2. Lay Out the Recording Process for Clients
Many clients and performers you work with may be unfamiliar with how you run your ship, and they may have never set foot in a studio before. For this reason, it’s a good idea to provide them with an outline of how to make the most of a recording session with you.
Your outline may consist of things like how to prepare for an upcoming recording session and what mindset to enter your studio with. For example, a considerable time-killer is when musicians don’t think to practice their songs ahead of time with a backing track, click-track or however it will be recorded on the day. It’s important that artists are as prepared as possible for the studio recording to keep things as smooth, relaxed and timely as possible during the session.
The more comfortable your artist is, the less likely they are to make mistakes while recording. Performers can’t necessarily snap into a productive recording mindset at the drop of a hat. However, you can help put them at ease by being friendly when they walk through the door and by accommodating their needs.
You don’t necessarily have to cater to them on your hands and knees, but simple acts of kindness—like providing them with water, taking breaks and showing interest in their project—can go a long way.
3. Prepare Your Studio Ahead of Time
In the same way that you should ensure that the artists you’re working with are prepared, you should also be ready yourself. Make sure that your recording rig is set up and ready well ahead of time; this includes turning all your hardware on and testing that it works, but it also refers to in-the-box prep.
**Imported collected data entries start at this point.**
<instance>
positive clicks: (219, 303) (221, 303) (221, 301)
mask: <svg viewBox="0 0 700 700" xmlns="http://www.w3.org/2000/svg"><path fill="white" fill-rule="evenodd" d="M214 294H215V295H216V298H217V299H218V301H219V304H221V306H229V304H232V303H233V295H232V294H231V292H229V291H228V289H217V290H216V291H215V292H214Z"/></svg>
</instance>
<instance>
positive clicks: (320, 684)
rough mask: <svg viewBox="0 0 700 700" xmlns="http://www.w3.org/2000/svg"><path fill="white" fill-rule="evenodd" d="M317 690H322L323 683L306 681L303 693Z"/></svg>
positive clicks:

If there are plugin presets that you frequently use, consider turning them into default plugin presets; the same goes for plugin chains. Using Waves’ free StudioRack plugin to create custom chains for vocals and instruments (or using the many included artist presets) is an extremely efficient way to dial in mix-processing on the fly, and give your clients a taste of the final result. Saving your most popular task-specific plugins as part of a StudioRack chain will let you load all of them onto a track at once and activate them on a case-by-case basis.